In the face of that reported “mild derision and skepticism,” Love has continued to speak openly about his experience, which has included therapy. He and DeRozan both discussed the issue in a public-service announcement that aired during the playoffs. Love received an award for his contributions to the conversation. The NBA players’ association hired Parham and launched a mental health and wellness program. On Monday, Love spoke to a national TV audience about his struggles with anxiety:
— TODAY (@TODAYshow) August 20, 2018
If players around the NBA and others outside of it remain guarded against the face of the issue, Love is helping tear down those walls. Players of all walks and sizes — from Nate Robinson to Kelly Oubre Jr. and Steven Adams — have since opened up about their own struggles. Just last week, much-maligned former lottery pick Jahlil Okafor discussed his anxiety, crediting Love for assisting his transformation.
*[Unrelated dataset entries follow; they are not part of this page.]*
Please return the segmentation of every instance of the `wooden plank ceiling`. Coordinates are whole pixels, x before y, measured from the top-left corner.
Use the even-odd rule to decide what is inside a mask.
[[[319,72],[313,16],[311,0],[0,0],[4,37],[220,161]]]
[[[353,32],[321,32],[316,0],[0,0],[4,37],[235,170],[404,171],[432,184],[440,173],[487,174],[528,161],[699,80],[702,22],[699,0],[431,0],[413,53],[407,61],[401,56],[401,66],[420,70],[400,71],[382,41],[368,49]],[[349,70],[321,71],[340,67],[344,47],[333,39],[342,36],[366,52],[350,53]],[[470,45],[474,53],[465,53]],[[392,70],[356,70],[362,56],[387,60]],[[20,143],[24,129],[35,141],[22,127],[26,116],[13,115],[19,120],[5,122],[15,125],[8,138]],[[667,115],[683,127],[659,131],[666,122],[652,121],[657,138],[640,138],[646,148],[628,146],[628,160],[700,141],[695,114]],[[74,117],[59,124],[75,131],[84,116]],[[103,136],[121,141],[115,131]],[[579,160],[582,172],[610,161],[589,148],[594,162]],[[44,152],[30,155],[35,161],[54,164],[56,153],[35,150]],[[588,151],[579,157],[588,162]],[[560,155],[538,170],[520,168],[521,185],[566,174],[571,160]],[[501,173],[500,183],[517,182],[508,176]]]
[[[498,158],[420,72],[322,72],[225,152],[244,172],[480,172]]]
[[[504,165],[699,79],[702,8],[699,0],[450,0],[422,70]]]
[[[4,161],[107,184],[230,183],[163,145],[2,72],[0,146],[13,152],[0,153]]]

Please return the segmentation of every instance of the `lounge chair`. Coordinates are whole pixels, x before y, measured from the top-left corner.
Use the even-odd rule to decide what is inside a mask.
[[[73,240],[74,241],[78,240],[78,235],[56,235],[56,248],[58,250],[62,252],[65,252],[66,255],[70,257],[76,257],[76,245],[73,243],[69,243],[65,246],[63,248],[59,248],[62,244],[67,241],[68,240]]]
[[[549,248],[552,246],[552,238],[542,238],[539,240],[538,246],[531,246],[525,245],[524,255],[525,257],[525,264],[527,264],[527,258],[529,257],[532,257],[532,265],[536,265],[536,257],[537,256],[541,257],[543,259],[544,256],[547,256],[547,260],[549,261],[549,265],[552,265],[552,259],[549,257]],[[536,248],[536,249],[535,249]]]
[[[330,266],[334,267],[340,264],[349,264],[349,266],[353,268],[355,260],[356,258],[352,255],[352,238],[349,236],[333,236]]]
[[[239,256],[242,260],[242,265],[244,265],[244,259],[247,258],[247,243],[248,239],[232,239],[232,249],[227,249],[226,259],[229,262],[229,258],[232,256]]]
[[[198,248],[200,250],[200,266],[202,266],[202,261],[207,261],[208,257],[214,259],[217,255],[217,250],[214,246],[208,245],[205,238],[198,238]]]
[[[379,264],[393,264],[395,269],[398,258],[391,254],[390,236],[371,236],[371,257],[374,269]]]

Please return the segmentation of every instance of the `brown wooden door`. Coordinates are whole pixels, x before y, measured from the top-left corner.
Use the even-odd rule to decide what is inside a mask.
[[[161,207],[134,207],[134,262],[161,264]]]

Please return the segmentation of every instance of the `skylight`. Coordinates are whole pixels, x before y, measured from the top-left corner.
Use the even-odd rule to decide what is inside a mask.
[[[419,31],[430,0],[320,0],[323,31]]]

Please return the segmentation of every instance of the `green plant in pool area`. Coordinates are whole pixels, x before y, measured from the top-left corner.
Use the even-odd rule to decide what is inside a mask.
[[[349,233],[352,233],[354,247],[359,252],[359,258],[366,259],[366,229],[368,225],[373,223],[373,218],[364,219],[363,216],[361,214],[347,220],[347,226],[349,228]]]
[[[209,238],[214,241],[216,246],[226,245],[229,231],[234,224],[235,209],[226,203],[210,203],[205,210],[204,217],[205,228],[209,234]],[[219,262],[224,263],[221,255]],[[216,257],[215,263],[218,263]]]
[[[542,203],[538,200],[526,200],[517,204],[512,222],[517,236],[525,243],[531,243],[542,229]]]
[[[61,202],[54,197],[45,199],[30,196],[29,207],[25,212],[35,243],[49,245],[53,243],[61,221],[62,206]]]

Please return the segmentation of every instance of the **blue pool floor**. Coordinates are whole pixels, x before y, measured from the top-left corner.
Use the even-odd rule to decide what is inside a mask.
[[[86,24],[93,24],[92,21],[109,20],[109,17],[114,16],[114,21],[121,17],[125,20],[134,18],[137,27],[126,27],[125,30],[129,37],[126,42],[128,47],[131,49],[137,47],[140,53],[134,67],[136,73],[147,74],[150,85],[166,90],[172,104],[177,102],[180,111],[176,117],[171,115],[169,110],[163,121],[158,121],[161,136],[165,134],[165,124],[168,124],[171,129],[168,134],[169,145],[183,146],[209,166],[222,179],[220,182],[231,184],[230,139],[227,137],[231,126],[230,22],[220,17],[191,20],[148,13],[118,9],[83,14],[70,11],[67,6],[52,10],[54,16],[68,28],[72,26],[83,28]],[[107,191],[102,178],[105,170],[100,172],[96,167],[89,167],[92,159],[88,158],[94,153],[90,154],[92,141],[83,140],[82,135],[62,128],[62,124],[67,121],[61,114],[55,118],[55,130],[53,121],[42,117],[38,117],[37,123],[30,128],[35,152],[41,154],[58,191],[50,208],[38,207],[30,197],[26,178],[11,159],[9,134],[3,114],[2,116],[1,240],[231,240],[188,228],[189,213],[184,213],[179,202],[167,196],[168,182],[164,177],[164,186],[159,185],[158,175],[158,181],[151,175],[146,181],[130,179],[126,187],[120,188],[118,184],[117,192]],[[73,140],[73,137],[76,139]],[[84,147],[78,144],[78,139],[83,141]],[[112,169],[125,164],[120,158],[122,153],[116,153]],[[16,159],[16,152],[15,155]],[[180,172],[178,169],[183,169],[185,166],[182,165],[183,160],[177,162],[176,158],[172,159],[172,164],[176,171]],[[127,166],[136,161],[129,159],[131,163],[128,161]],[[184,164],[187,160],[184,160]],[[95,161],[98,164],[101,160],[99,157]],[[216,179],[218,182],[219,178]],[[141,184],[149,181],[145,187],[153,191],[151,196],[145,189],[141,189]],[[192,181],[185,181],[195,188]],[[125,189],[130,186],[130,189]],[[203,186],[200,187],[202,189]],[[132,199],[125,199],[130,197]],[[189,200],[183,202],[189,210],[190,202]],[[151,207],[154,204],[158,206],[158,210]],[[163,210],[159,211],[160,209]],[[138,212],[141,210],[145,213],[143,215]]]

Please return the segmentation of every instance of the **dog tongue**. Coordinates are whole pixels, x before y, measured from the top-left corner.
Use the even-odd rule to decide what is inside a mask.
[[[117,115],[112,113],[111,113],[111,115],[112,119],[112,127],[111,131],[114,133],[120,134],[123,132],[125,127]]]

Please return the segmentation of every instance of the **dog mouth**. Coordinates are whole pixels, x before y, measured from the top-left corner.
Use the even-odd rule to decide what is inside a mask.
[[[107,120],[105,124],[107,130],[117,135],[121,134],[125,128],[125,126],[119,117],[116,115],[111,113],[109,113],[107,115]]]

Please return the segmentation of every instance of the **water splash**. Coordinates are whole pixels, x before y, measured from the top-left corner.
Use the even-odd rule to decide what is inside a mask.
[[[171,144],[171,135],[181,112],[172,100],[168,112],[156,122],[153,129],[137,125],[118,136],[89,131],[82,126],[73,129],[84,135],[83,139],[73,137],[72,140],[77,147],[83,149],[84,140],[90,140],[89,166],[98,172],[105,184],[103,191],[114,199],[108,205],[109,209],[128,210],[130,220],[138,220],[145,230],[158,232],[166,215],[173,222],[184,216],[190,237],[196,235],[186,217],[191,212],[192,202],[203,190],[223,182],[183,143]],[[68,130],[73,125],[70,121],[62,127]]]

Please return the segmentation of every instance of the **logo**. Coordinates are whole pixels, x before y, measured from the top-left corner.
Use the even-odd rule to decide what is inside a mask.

Former players are also warming to the NBA’s new normal. Paul Pierce described to MacMullan his crippling paranoia that followed the September 2000 stabbing that came within inches of claiming his life in a Boston nightclub. He was so frightened of appearing in public that he suffered a panic attack before he was scheduled to welcome fans into TD Garden to promote that year’s season opener. Basketball was his only form of comfort, and Pierce told ESPN he wishes he had Love’s strength then:
“I should have opened up earlier than I did,” Pierce admits. “It was eating me alive. Once I finally started talking to a family member, it helped me.
“I realized, ‘I should have done this sooner.’ I would tell everyone to get the help they need. My depression was bad — really bad. I never want to feel that way again.”
He’s not alone. As Love said, everyone is going through something, and talking about it is the first step toward ensuring that skepticism and derision subsides in favor of people not suffering in silence.